Ayer, el fiscal municipal le dio la razón a la oposición en cuanto al monto: no se acreditaron cobros por 60 mil pesos, como era la versión inicial, sino por 140 mil. Aunque no se descarta que haya más.
En una entrevista con el programa Entre Líneas, que se emite los jueves a las 21.30 por Somos Río Cuarto y Canal Quatro, el funcionario indicó: “Hasta el sábado, cuando hicimos la denuncia, teníamos la certeza, por los informes oficiales del banco, de que había tres cheques presentados al cobro. Ese primer informe, que recibimos el viernes a la noche, hablaba de un monto de 60 mil pesos. Pero en las últimas horas se pudo corroborar, siguiendo la investigación, luego de conciliar las chequeras y cotejar los espacios que había en los respectivos casilleros, logramos detectar que había 9 cheques más que faltaban, que no tenían una imputación y, efectivamente, el banco confirmó que cuatro cheques más habían sido efectivizados, lo que hace un total de 140 mil pesos, que es lo que plantea la oposición”.
Oberti indicó que sabían que iba a haber más de 3 cheques pero que fueron manejándose con información certificada. “Pueden existir más. Sabemos que cinco cheques más estaban dando vueltas; por lo tanto, ampliamos la denuncia para frenar el pago de esos cheques. Ya se le comunicó al banco”, planteó el fiscal.

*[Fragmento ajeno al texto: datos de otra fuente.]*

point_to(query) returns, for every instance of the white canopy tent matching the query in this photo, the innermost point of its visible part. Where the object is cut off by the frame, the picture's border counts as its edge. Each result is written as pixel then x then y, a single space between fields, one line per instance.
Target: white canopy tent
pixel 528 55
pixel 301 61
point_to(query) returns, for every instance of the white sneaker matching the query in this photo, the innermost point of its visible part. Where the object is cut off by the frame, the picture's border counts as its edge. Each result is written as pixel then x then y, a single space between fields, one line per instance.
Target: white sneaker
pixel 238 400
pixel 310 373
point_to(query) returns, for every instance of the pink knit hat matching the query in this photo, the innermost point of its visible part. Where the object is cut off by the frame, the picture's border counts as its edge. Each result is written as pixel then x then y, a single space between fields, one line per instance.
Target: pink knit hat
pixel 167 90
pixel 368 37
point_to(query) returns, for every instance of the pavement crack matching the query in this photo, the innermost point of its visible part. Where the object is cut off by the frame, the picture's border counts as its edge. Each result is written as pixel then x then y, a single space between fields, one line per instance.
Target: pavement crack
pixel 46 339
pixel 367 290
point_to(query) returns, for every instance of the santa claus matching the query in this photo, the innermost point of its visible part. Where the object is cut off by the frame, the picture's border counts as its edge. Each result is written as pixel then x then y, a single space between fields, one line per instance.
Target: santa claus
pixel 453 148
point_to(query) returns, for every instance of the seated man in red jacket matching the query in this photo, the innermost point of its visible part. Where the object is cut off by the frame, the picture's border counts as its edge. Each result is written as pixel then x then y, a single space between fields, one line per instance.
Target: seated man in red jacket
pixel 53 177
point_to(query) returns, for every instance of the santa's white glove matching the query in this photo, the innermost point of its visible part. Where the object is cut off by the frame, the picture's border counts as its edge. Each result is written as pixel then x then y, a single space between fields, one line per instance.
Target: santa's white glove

En la presentación judicial, el Municipio también planteó la existencia de falsificación de firmas. “De los cheques que aparecieron en las últimas horas, en cuatro de ellos a simple vista la firma difiere con la que está registrada en el banco. Pablo Pellegrini, titular del Edecom, sostiene que no es su firma. Pero todo es materia de investigación porque, más allá de lo que diga Pellegrini, el sello está y de otro director también”, dijo.
Oberti explicó el funcionamiento de la caja chica del Edecom. “Desde hace mucho tiempo se hace la misma operatoria para el fondo fijo. No se cambió nada. Tal vez puede haber habido algún error de no haber implementado ningún tipo de sistema online. Seguramente, lo que venía mal barajado era precisamente el sistema por el cual se hacen los pagos a proveedores con sumas que no son considerables -estamos hablando de 300, 500 o 1.000 pesos-. Funciona así: se presentan varias facturas, se abrochan a la orden de pago, se hace el cheque por la suma total de esas facturas y un empleado va y cobra ese cheque. Con ese dinero se va pagando en efectivo a los proveedores que tienen pequeños montos”, dijo el fiscal.
Y adelantó que, por los elementos que existen hasta ahora, se trató de una irregularidad individual. “A esta altura, estimo que se trata más de una cuestión de un delincuente común que ha aprovechado la situación. No se trata más que de una acción delictiva típica y generada a lo mejor por algún relajo en los controles. Esto no implica justificar una falla en el sistema interno. Pero sí lo digo porque se habló de administración fraudulenta, de una intencionalidad dolosa de parte de algún director o que se generó adrede para captar fondos oscuros para financiar la política. Descarto total y absolutamente esa posbilidad y la investigación va a dilucidarlo. Se trata de una cuestión delictiva común y corriente”, indicó Oberti.